Q.: What would cause tiny craters to form on the surface of parking decks made with concrete containing a calcium-nitrite corrosion inhibitor? The craters are about 1 inch in diameter and 1/4 inch high. They primarily occur over deep beams, and sometimes cracks pass through them after the concrete hardens.

A.: We consulted Ken Rear of Grace Construction Products, a manufacturer of a calcium-nitrite based corrosion inhibitor. One of Ken's field engineers has observed cratering in very deep placements but not ones containing calcium nitrite. In one case, he said the water came to the surface so rapidly that the surface looked like a mass of crayfish mounds. He believes the cause was water in the bottom of the form that wasn't removed before concrete placement.
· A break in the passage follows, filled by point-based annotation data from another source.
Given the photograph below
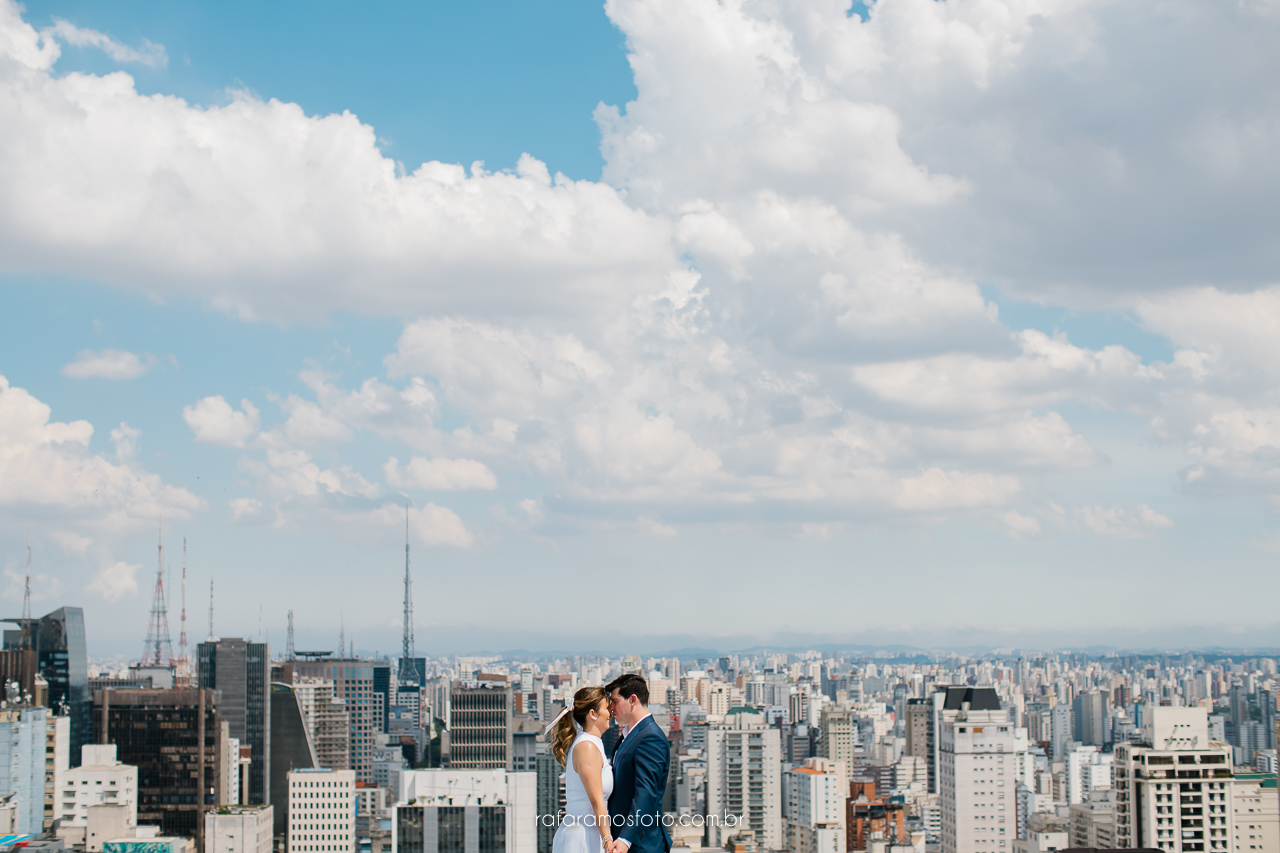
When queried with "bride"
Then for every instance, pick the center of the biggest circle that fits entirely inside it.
(576, 743)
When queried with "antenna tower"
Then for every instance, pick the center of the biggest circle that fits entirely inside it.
(158, 649)
(408, 667)
(213, 638)
(183, 658)
(26, 603)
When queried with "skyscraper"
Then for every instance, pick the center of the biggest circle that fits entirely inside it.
(480, 725)
(177, 742)
(241, 673)
(981, 761)
(62, 658)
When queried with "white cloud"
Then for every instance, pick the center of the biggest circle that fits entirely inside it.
(439, 474)
(108, 364)
(213, 420)
(126, 439)
(149, 54)
(48, 464)
(115, 582)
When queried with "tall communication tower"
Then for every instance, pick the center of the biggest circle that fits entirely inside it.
(183, 662)
(158, 649)
(213, 638)
(26, 603)
(408, 669)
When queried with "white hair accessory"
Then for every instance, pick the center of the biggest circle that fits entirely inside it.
(552, 724)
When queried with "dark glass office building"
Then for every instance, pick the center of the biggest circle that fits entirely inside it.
(241, 674)
(174, 738)
(62, 658)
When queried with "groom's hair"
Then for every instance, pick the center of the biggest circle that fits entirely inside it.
(630, 685)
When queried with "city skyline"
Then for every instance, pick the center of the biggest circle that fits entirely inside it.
(927, 324)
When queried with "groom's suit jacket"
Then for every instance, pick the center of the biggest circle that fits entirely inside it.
(640, 766)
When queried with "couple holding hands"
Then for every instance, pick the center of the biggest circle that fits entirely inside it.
(611, 808)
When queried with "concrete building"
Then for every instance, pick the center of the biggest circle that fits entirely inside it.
(240, 829)
(58, 749)
(241, 673)
(353, 682)
(1045, 833)
(744, 778)
(836, 742)
(321, 811)
(100, 780)
(981, 757)
(1256, 813)
(24, 731)
(816, 807)
(177, 742)
(480, 725)
(1093, 821)
(1174, 788)
(442, 811)
(1087, 770)
(328, 721)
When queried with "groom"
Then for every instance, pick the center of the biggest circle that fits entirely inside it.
(640, 765)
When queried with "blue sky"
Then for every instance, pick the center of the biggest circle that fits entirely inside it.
(782, 320)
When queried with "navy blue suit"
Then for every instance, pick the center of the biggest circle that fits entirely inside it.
(640, 769)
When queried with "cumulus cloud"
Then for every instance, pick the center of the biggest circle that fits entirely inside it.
(149, 54)
(46, 464)
(439, 474)
(213, 420)
(115, 582)
(108, 364)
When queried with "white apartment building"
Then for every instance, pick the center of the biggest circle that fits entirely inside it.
(58, 743)
(1256, 813)
(744, 778)
(240, 829)
(816, 796)
(443, 811)
(981, 758)
(321, 811)
(100, 780)
(1087, 770)
(1174, 790)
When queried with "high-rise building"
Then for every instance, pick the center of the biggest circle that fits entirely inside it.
(62, 658)
(291, 749)
(1091, 717)
(981, 758)
(56, 762)
(744, 778)
(23, 731)
(321, 811)
(100, 780)
(836, 742)
(480, 725)
(816, 807)
(328, 721)
(917, 728)
(240, 829)
(241, 673)
(1174, 788)
(1256, 813)
(442, 811)
(353, 683)
(551, 798)
(177, 742)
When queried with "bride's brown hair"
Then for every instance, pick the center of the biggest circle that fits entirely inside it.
(562, 735)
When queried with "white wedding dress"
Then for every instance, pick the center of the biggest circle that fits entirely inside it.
(577, 831)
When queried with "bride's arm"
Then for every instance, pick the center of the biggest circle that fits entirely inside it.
(588, 762)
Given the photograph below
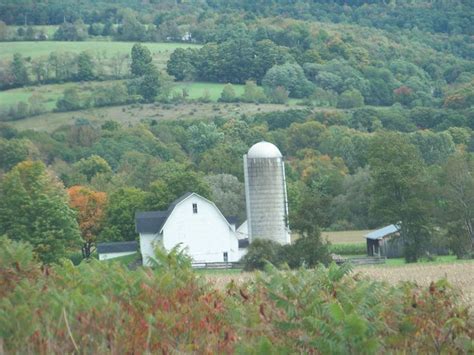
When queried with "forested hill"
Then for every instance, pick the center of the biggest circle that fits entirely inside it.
(370, 102)
(443, 16)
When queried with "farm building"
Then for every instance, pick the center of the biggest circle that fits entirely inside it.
(384, 242)
(194, 222)
(108, 251)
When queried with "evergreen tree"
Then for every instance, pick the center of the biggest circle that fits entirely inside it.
(34, 208)
(400, 191)
(85, 67)
(18, 70)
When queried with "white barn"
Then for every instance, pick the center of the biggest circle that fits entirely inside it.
(197, 224)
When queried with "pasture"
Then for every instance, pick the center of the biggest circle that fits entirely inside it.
(35, 49)
(49, 94)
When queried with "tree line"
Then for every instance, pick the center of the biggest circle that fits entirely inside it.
(338, 177)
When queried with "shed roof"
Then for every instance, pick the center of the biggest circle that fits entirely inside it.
(383, 232)
(117, 247)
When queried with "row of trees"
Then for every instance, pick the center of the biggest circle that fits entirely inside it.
(61, 67)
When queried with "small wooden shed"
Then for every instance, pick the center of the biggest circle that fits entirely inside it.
(384, 242)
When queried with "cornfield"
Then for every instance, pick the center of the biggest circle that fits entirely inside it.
(460, 275)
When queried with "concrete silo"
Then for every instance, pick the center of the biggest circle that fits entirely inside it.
(265, 194)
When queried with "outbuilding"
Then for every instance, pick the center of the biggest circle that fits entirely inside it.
(384, 242)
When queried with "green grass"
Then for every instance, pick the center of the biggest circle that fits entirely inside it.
(49, 30)
(218, 271)
(125, 260)
(49, 93)
(35, 49)
(197, 90)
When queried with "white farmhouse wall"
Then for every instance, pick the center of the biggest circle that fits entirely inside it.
(206, 234)
(108, 256)
(148, 242)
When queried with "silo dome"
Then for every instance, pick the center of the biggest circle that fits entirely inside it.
(264, 150)
(265, 194)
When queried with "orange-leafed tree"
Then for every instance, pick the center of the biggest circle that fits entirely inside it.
(90, 206)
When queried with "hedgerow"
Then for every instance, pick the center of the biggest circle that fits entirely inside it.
(105, 308)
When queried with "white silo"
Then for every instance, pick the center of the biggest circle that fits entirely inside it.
(265, 194)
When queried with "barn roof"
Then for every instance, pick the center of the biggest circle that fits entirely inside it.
(116, 247)
(244, 243)
(383, 232)
(232, 219)
(152, 222)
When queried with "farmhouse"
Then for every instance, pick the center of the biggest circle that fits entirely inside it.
(196, 224)
(384, 242)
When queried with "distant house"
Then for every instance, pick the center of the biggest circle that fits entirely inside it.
(108, 251)
(194, 222)
(384, 242)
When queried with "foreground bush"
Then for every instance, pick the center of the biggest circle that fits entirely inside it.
(105, 308)
(307, 251)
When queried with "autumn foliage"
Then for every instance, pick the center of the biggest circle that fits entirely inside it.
(89, 205)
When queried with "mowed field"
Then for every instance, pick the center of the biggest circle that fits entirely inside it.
(48, 94)
(134, 114)
(34, 49)
(51, 93)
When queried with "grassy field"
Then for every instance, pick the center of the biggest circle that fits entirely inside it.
(134, 114)
(344, 237)
(34, 49)
(49, 30)
(197, 90)
(51, 93)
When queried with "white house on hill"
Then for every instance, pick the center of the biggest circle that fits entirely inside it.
(108, 251)
(197, 224)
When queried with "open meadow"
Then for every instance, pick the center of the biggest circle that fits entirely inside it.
(34, 49)
(133, 114)
(49, 94)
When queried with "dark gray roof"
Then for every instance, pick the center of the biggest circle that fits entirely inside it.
(116, 247)
(232, 219)
(383, 232)
(152, 221)
(243, 243)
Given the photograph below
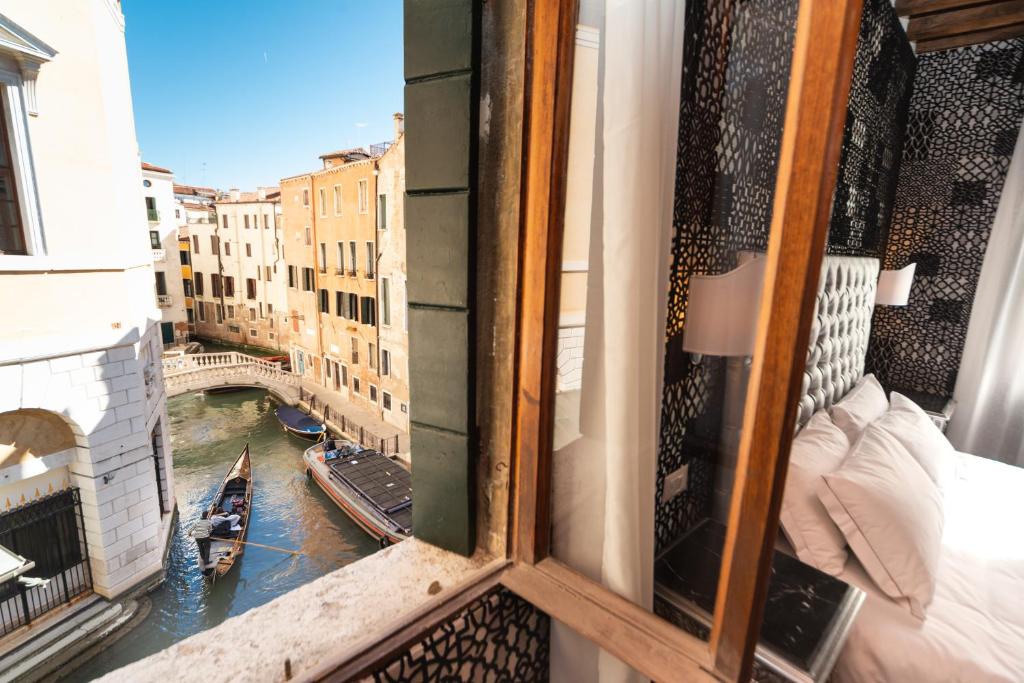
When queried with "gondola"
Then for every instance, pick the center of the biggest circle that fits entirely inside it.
(296, 422)
(225, 549)
(373, 489)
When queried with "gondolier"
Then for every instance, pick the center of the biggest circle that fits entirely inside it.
(201, 532)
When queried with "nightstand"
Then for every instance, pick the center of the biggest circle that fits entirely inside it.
(808, 613)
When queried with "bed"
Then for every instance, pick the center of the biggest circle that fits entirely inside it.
(973, 628)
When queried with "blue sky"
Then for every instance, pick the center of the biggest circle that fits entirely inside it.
(240, 94)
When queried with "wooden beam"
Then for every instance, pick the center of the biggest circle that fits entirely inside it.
(919, 7)
(971, 19)
(649, 644)
(550, 48)
(963, 40)
(816, 105)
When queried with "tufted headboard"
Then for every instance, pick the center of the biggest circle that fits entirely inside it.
(840, 332)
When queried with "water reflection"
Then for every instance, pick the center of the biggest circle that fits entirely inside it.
(289, 511)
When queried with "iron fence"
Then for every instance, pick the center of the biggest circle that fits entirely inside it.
(51, 532)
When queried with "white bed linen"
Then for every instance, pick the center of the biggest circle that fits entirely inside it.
(974, 628)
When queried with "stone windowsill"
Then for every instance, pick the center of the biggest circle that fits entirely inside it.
(316, 623)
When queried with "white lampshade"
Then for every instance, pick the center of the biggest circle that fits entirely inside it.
(894, 287)
(722, 311)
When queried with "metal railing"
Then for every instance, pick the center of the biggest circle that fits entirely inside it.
(51, 532)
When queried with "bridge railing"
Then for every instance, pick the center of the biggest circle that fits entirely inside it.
(189, 361)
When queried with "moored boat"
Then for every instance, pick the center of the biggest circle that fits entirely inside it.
(373, 489)
(296, 422)
(226, 547)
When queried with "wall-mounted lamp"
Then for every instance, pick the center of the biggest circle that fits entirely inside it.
(722, 311)
(894, 287)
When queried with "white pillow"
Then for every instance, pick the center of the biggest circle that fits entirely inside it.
(891, 515)
(817, 450)
(923, 439)
(865, 403)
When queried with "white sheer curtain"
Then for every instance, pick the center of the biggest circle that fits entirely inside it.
(604, 480)
(989, 417)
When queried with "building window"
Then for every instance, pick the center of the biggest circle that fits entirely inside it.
(12, 238)
(368, 311)
(385, 301)
(364, 198)
(353, 307)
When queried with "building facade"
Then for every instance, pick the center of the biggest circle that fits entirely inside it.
(346, 263)
(84, 444)
(239, 272)
(162, 219)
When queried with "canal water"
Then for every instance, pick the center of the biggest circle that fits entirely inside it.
(208, 432)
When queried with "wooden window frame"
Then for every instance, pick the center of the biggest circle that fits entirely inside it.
(820, 73)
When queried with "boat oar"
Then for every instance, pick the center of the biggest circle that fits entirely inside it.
(258, 545)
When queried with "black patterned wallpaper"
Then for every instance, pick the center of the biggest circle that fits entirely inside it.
(965, 114)
(872, 136)
(731, 111)
(730, 121)
(500, 637)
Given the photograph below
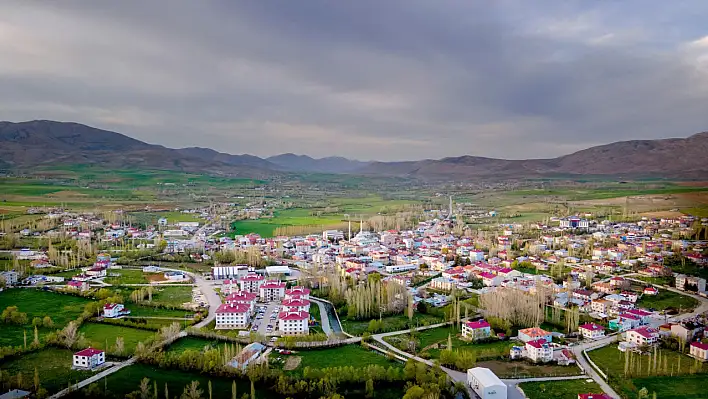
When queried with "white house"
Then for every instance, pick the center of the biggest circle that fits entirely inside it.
(539, 351)
(476, 330)
(699, 350)
(89, 358)
(111, 310)
(642, 336)
(293, 323)
(233, 315)
(296, 305)
(251, 282)
(533, 334)
(485, 383)
(592, 331)
(272, 290)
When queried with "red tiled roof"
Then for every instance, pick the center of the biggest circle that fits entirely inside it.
(477, 324)
(88, 352)
(294, 315)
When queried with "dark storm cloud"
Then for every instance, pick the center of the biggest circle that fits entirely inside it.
(366, 79)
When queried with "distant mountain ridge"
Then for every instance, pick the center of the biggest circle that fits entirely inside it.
(25, 145)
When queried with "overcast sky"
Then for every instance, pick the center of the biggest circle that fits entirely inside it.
(366, 79)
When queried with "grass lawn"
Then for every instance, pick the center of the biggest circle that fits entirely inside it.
(173, 296)
(391, 323)
(194, 343)
(61, 308)
(98, 334)
(348, 355)
(52, 364)
(568, 389)
(128, 379)
(126, 276)
(667, 299)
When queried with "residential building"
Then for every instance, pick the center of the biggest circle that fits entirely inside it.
(534, 334)
(642, 336)
(233, 315)
(539, 351)
(10, 277)
(293, 323)
(251, 283)
(272, 290)
(592, 331)
(475, 330)
(699, 350)
(112, 310)
(88, 359)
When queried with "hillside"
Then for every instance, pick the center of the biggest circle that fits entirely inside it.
(42, 143)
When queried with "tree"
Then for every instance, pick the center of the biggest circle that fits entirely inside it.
(192, 391)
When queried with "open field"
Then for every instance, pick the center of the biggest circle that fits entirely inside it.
(126, 276)
(61, 308)
(348, 355)
(390, 323)
(53, 366)
(128, 379)
(559, 389)
(667, 299)
(99, 335)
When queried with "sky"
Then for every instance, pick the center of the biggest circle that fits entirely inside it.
(364, 79)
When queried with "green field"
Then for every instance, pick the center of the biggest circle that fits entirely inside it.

Another field person recalled a job where the contractor placed concrete on aluminum decking. The aluminum reacted with calcium hydroxide (not calcium nitrite) in the concrete and produced hydrogen gas and bubbles on the surface.

Ken has seen similar eruptions in concrete reinforced with steel fibers. Huge bleeding channels appeared at certain spots, with holes as large as 1/4 inch at the end of each channel. This, again, wasn't related to a calcium-nitrite corrosion inhibitor being used in the concrete, nor did it occur over the whole slab surface.